Verslag plenaire vergadering
Verslag
De heer Persyn heeft het woord.
Minister, collega’s, begin deze week werden we opgeschrikt door berichten in de media over personen met dementie die vermist waren geraakt. Gelukkig zijn ze tijdig teruggevonden. Door de vrieskou vertoonden ze al ernstige onderkoelingsverschijnselen. Naar verluidt zijn ze ondertussen buiten levensgevaar.
Gisteren bleek uit cijfers, door Alain Remue ter beschikking gesteld, dat de Cel Vermiste Personen vorig jaar niet minder dan 91 dossiers behandelde van verontrustende vermissingen of verdwijningen van risicopersonen met dementie. Dat zijn er bijna 2 per week. Van die 91 zijn er 86 personen tijdig teruggevonden. Zij leefden nog. 5 waren al overleden.
Dat gaat alleen nog maar over de verdwijningen die als verontrustend worden opgegeven. Daarnaast zijn er nog tal van korte verdwijningen die binnen een aantal uur opgelost worden.
Het aantal personen met dementie in Vlaanderen wordt momenteel op 132.000 geschat. In 2035 zou het, naar verluidt, om een kleine 200.000 mensen gaan, een stijging van 40 procent. Vandaar heb ik de volgende vraag, minister. Er zijn al maatregelen genomen, maar welke maatregelen kunt u nog extra nemen om te vermijden dat mensen met dementie niet alleen uit woonzorgcentra, maar ook uit een thuissituatie, langdurig vermist raken.
Minister Vandeurzen heeft het woord.
Collega, u maakt de juiste analyse. De uitdaging hoe we in onze samenleving omgaan met personen die getroffen worden door dementie, een fenomeen dat er de volgende jaren uiteraard niet minder op zal worden, is een heel belangrijke maatschappelijke uitdaging. De Vlaamse overheid heeft de laatste jaren al heel wat geïnvesteerd om onze samenleving dementievriendelijk te maken. Ik durf zelfs zeggen dat we daarin op het internationale forum best wel tot de toplanden behoren, maar de waarheid gebiedt natuurlijk ook wel te zeggen dat het bijna onmogelijk is om uit te sluiten dat mensen met dementie verdwalen. Het gaat om mensen in een thuissituatie, in een woonzorgcentrum of een ziekenhuis. Eigen aan dementie is dat er een desoriëntatie in tijd en ruimte plaatsvindt en dat maakt het natuurlijk ook heel moeilijk.
Natuurlijk moeten we proberen dat risico zo klein mogelijk te maken. Het enige goede antwoord is ook vanuit de hulp- en zorgverlening met de juiste competenties aan de slag te gaan. Dat betekent dat we, als het gaat over risico op dwaalgedrag, een goede risicotaxatie moeten maken, goed moeten begrijpen welke risico’s er bij een concrete dementerende zijn en dan moeten kijken hoe je eigenlijk kan voorkomen en proberen te verhinderen dat mensen verdwalen. Dat moet gebeuren met groot respect voor hun integriteit en menswaardigheid. Dat is meteen ook de afweging die we voortdurend moeten maken, tussen autonomie aan de ene kant en veiligheid en beveiliging aan de andere kant. Dat weet u als arts uiteraard beter dan wie dan ook.
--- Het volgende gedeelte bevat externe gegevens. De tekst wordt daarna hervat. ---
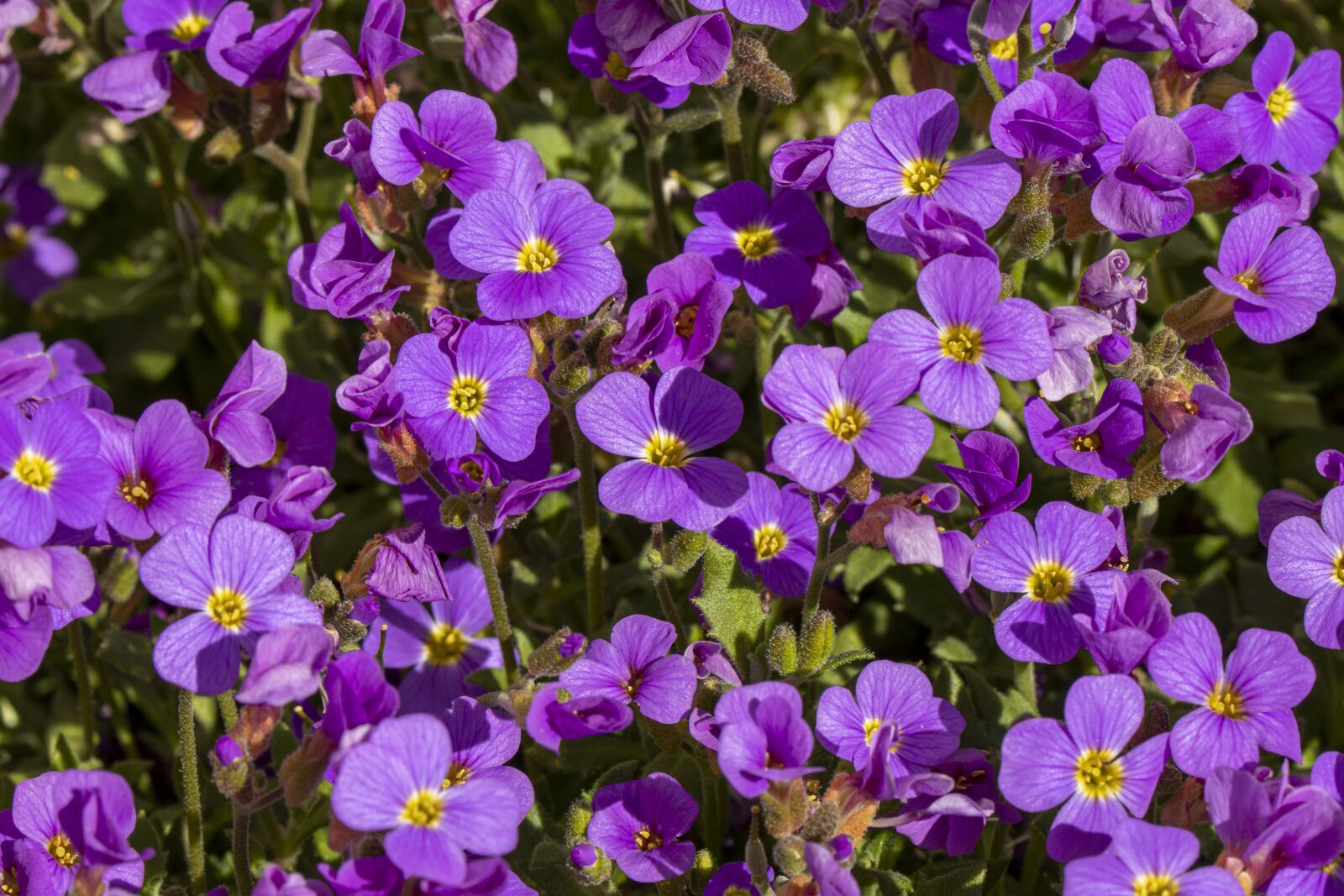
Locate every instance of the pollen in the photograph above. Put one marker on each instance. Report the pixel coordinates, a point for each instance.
(922, 176)
(228, 607)
(664, 449)
(1050, 580)
(756, 241)
(423, 809)
(769, 540)
(537, 255)
(846, 421)
(1226, 701)
(62, 851)
(445, 645)
(1281, 103)
(34, 470)
(961, 343)
(1100, 774)
(467, 396)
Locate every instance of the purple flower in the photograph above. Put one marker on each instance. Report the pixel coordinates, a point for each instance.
(481, 389)
(1307, 560)
(235, 418)
(1240, 707)
(244, 56)
(897, 696)
(837, 407)
(763, 736)
(1207, 35)
(1200, 432)
(35, 261)
(343, 273)
(638, 822)
(454, 134)
(546, 255)
(680, 318)
(663, 429)
(773, 535)
(1099, 446)
(1148, 859)
(972, 332)
(898, 161)
(759, 242)
(50, 472)
(1277, 284)
(551, 718)
(1054, 567)
(633, 667)
(237, 575)
(1082, 763)
(440, 641)
(988, 473)
(160, 472)
(801, 164)
(394, 782)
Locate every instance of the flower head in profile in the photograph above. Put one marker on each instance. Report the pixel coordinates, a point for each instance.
(638, 825)
(663, 429)
(1086, 765)
(1241, 705)
(396, 782)
(544, 254)
(972, 333)
(759, 242)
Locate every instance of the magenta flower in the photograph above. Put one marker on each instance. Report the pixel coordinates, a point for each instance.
(546, 255)
(1084, 765)
(663, 429)
(837, 407)
(633, 667)
(972, 332)
(1277, 284)
(759, 242)
(50, 472)
(235, 578)
(396, 782)
(481, 389)
(898, 161)
(638, 825)
(1240, 707)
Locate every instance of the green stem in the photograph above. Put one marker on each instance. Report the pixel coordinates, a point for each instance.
(660, 584)
(192, 789)
(82, 683)
(486, 559)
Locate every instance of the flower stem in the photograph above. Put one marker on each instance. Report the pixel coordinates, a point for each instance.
(486, 559)
(660, 584)
(192, 789)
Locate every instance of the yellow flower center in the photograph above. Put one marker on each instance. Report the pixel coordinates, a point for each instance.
(1050, 582)
(1281, 103)
(62, 851)
(961, 343)
(756, 241)
(228, 607)
(1226, 701)
(664, 449)
(188, 27)
(1005, 47)
(445, 645)
(1099, 774)
(846, 421)
(467, 396)
(538, 255)
(423, 809)
(1156, 886)
(769, 540)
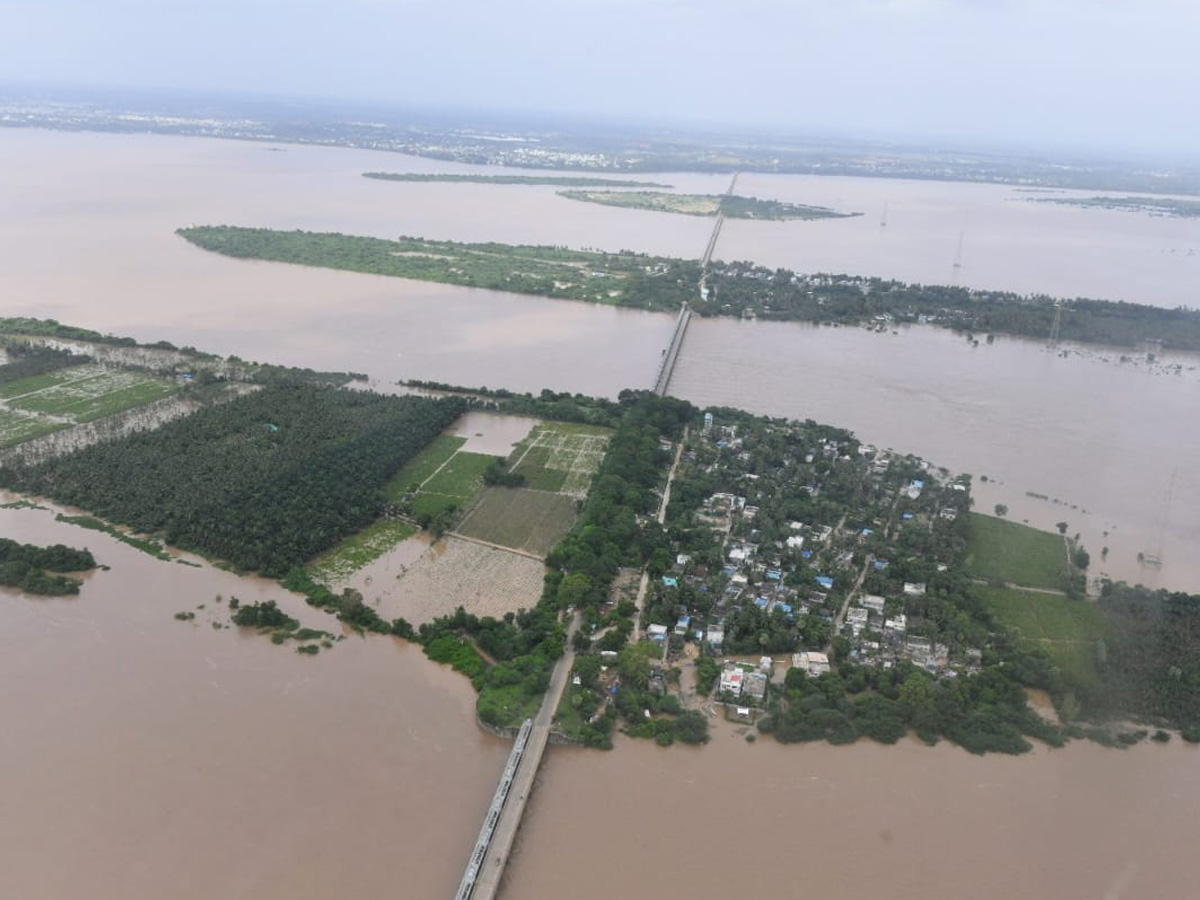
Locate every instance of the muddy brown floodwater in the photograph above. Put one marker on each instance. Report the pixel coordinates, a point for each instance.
(909, 822)
(149, 757)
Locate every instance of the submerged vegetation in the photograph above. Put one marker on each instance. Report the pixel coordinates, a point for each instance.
(702, 204)
(1173, 207)
(36, 570)
(265, 480)
(549, 271)
(735, 289)
(581, 568)
(553, 180)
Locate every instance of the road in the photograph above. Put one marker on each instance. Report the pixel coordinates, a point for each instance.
(645, 583)
(491, 873)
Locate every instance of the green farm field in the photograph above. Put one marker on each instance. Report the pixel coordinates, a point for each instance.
(85, 393)
(353, 552)
(17, 429)
(1065, 628)
(533, 521)
(421, 468)
(1015, 553)
(561, 457)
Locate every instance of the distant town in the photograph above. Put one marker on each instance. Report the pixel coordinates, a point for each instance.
(587, 147)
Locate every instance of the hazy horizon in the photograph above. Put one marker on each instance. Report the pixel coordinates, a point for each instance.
(1101, 77)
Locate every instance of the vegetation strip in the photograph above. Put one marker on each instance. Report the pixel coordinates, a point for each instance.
(265, 480)
(555, 180)
(696, 204)
(31, 569)
(737, 289)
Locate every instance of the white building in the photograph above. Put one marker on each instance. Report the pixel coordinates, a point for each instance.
(811, 661)
(732, 679)
(715, 636)
(754, 685)
(873, 601)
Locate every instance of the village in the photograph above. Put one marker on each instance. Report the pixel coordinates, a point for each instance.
(797, 551)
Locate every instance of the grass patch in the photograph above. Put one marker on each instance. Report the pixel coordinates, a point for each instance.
(457, 653)
(87, 393)
(461, 478)
(21, 504)
(618, 279)
(1015, 553)
(705, 204)
(520, 519)
(510, 705)
(1065, 628)
(354, 552)
(94, 525)
(561, 457)
(17, 429)
(421, 467)
(556, 180)
(432, 504)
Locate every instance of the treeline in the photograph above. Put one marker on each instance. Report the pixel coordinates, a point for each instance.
(982, 713)
(555, 180)
(742, 288)
(53, 328)
(559, 407)
(623, 279)
(27, 359)
(527, 642)
(1149, 665)
(29, 568)
(264, 481)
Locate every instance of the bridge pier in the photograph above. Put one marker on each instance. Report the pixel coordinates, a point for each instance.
(672, 355)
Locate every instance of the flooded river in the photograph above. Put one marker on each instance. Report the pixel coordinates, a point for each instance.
(149, 757)
(815, 821)
(154, 757)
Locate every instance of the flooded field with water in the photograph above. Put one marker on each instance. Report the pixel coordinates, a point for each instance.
(167, 759)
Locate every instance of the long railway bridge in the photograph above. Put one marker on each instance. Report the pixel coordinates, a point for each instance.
(489, 857)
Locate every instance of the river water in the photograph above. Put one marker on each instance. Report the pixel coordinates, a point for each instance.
(168, 759)
(149, 757)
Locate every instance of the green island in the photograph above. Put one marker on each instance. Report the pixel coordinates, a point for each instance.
(617, 279)
(553, 180)
(1171, 207)
(705, 204)
(798, 583)
(731, 289)
(37, 570)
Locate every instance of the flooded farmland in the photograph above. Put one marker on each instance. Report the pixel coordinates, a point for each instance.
(154, 757)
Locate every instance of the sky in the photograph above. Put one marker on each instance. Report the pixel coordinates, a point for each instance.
(1087, 75)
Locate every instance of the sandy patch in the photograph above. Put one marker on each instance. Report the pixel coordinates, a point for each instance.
(450, 574)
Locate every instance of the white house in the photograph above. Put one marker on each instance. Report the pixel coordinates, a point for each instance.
(732, 679)
(873, 601)
(811, 661)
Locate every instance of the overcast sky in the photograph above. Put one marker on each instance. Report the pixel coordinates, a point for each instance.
(1101, 75)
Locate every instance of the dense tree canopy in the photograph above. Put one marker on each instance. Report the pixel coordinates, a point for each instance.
(265, 480)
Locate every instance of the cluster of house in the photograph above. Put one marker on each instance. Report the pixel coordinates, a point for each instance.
(759, 573)
(747, 682)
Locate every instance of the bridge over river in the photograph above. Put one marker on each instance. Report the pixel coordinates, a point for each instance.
(485, 868)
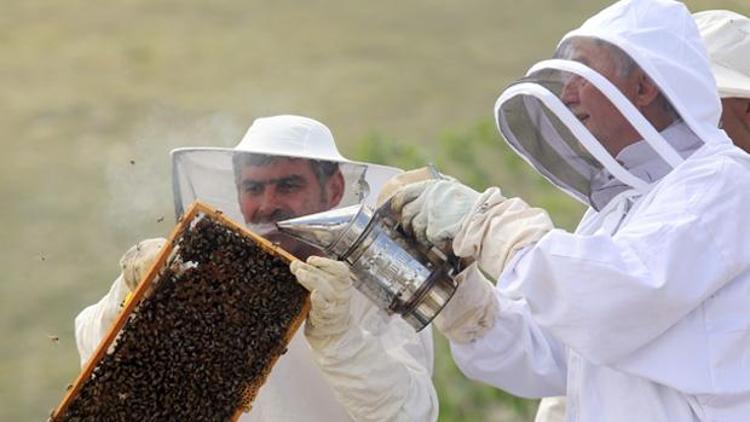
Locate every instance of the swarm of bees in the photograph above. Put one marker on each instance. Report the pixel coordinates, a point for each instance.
(212, 326)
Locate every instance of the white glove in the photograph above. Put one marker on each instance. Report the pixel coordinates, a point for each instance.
(496, 228)
(93, 323)
(392, 185)
(138, 259)
(432, 210)
(330, 286)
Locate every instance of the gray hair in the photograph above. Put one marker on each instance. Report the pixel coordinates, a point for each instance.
(624, 65)
(323, 170)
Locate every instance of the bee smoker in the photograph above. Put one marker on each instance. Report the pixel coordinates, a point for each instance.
(397, 273)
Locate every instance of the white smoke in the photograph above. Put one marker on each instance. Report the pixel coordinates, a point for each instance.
(139, 171)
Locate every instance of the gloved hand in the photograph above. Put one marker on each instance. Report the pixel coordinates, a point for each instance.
(376, 365)
(496, 228)
(432, 210)
(398, 181)
(330, 286)
(92, 324)
(138, 259)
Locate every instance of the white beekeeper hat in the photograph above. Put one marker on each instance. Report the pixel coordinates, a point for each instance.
(727, 38)
(207, 173)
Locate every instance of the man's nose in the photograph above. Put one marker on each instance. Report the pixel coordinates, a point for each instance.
(570, 89)
(268, 201)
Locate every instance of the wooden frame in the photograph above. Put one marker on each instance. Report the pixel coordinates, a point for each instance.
(194, 211)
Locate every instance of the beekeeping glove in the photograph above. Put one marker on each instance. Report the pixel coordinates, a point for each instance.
(369, 362)
(496, 228)
(400, 180)
(92, 324)
(138, 259)
(432, 210)
(330, 286)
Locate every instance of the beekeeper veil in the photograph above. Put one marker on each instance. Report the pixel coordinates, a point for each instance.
(272, 173)
(580, 118)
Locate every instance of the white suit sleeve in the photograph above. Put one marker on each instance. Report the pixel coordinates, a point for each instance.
(610, 297)
(381, 369)
(92, 323)
(516, 354)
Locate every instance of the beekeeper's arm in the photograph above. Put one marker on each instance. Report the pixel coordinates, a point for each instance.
(92, 323)
(380, 375)
(493, 338)
(613, 298)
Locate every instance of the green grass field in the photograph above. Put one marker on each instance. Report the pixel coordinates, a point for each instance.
(95, 94)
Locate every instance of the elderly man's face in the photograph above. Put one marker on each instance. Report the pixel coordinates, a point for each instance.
(735, 119)
(590, 106)
(284, 188)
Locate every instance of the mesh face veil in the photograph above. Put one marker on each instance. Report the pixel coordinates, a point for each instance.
(572, 124)
(284, 167)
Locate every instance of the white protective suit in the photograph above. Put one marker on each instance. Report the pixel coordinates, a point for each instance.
(642, 314)
(378, 369)
(727, 38)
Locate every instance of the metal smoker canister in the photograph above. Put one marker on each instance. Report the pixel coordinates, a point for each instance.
(397, 273)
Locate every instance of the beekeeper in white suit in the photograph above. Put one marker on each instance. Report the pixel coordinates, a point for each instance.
(726, 35)
(357, 363)
(641, 314)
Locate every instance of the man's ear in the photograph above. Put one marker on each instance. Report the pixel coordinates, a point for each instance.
(335, 187)
(746, 113)
(646, 91)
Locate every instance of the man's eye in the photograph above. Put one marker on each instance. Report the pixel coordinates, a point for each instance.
(254, 188)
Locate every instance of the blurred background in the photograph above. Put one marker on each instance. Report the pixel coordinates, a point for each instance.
(95, 94)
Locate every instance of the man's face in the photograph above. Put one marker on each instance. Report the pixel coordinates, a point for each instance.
(282, 189)
(590, 106)
(735, 119)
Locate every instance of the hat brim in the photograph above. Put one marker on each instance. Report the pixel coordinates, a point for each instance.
(731, 84)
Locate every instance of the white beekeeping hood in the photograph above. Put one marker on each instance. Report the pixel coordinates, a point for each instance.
(662, 38)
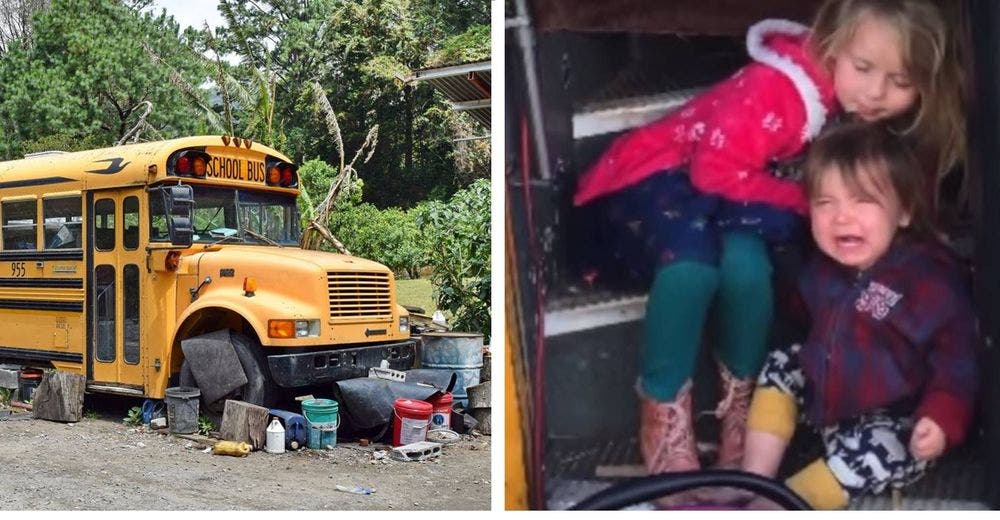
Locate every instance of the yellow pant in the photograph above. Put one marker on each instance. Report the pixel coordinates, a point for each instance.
(775, 412)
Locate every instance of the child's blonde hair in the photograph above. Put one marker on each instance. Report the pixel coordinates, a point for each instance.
(932, 59)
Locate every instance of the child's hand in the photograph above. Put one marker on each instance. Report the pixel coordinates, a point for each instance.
(927, 441)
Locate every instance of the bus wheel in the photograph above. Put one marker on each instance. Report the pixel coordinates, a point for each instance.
(259, 389)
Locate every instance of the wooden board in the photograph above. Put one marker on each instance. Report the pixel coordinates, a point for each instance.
(244, 422)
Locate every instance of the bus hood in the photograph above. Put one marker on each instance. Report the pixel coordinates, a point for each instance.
(282, 258)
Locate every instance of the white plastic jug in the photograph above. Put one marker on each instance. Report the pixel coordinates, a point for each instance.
(275, 437)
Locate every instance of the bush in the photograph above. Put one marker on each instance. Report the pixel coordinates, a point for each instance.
(387, 236)
(456, 238)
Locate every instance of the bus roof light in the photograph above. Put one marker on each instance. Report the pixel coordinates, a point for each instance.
(189, 162)
(199, 166)
(273, 175)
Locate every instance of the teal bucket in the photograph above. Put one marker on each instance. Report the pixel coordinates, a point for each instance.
(322, 435)
(320, 411)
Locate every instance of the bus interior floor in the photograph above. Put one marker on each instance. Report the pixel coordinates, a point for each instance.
(580, 468)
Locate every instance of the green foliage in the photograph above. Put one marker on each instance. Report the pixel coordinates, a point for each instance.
(315, 177)
(417, 292)
(387, 236)
(91, 66)
(205, 425)
(134, 416)
(457, 237)
(472, 45)
(357, 51)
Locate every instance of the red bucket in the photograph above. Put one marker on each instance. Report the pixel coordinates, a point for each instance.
(410, 420)
(441, 416)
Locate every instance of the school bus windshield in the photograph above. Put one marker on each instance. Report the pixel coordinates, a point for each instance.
(234, 216)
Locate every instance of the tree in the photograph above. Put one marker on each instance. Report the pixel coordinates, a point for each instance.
(94, 68)
(359, 52)
(456, 235)
(15, 22)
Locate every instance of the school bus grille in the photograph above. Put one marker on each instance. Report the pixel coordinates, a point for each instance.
(356, 296)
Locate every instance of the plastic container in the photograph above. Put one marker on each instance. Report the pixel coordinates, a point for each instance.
(27, 382)
(182, 409)
(410, 421)
(152, 409)
(322, 435)
(461, 350)
(296, 428)
(320, 410)
(441, 411)
(275, 437)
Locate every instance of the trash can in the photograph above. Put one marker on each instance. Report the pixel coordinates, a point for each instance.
(182, 409)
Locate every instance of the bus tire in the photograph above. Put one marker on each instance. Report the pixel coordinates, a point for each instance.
(259, 389)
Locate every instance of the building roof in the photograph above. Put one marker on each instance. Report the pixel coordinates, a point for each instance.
(467, 87)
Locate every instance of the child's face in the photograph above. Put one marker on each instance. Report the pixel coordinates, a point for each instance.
(855, 225)
(869, 78)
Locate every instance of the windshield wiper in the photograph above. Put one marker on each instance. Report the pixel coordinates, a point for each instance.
(260, 237)
(221, 240)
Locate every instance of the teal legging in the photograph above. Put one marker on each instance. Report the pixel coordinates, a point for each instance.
(677, 311)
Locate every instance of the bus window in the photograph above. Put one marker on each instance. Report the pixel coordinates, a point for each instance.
(104, 333)
(104, 224)
(130, 277)
(130, 229)
(63, 218)
(19, 224)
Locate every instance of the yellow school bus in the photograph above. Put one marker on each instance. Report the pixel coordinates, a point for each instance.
(177, 263)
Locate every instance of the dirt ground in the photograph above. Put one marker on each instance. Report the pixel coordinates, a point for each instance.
(100, 463)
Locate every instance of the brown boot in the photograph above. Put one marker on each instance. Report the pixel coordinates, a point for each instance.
(732, 411)
(666, 434)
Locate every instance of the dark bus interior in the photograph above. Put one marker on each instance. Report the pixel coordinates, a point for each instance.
(581, 73)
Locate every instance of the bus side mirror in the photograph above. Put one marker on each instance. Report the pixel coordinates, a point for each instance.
(178, 201)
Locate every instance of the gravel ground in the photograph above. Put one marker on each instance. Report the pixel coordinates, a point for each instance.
(100, 463)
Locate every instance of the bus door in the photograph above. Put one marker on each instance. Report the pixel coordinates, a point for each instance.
(115, 354)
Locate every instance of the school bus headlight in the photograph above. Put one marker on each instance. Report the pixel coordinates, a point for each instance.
(287, 329)
(249, 286)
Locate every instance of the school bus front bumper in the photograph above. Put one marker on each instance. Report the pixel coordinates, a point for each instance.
(327, 366)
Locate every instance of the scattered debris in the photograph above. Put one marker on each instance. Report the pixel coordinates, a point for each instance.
(235, 449)
(416, 451)
(380, 456)
(357, 490)
(443, 436)
(384, 372)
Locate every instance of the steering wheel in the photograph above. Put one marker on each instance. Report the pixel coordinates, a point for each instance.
(644, 489)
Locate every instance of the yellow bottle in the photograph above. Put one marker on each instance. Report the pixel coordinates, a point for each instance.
(236, 449)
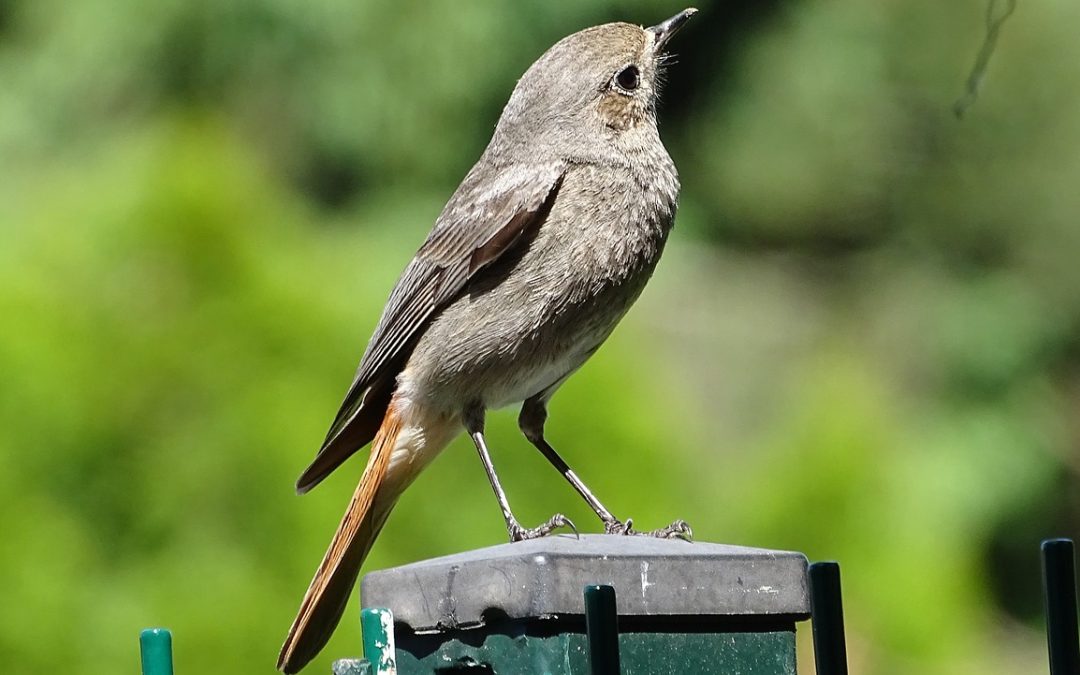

Onze ervaring is toch – en dat is wat onder andere in de vorming wordt meegegeven — dat je dat toch heel concreet moet zien ten opzichte van elke persoon met dementie. Er zijn mensen die absoluut nood hebben aan bewegen. Dan moet je kijken of dat kan onder begeleiding van oppas. Er zijn mensen die zich nog vrij autonoom kunnen verplaatsen, maar bij wie een trackingsysteem misschien verantwoord is. Dat zijn verschillende formules en dat moet in concreto afgewogen worden.
Wij denken ook dat er veel kan gebeuren door een goede voorbereiding, waardoor er snel en adequaat opgetreden kan worden, wanneer iemand vermist raakt. In samenwerking met de Cel Vermiste Personen hebben we daarom ook een soort vermissingsfiche gemaakt, een document dat mantelzorgers, mensen in de thuiszorg en mensen in woonzorgcentra met de mantelzorg en familie kunnen invullen en waardoor een aantal gegevens op voorhand goed beschikbaar zijn. Op het moment van een mogelijke verdwijning, kan men dan vrij snel iedereen mobiliseren met de juiste informatie.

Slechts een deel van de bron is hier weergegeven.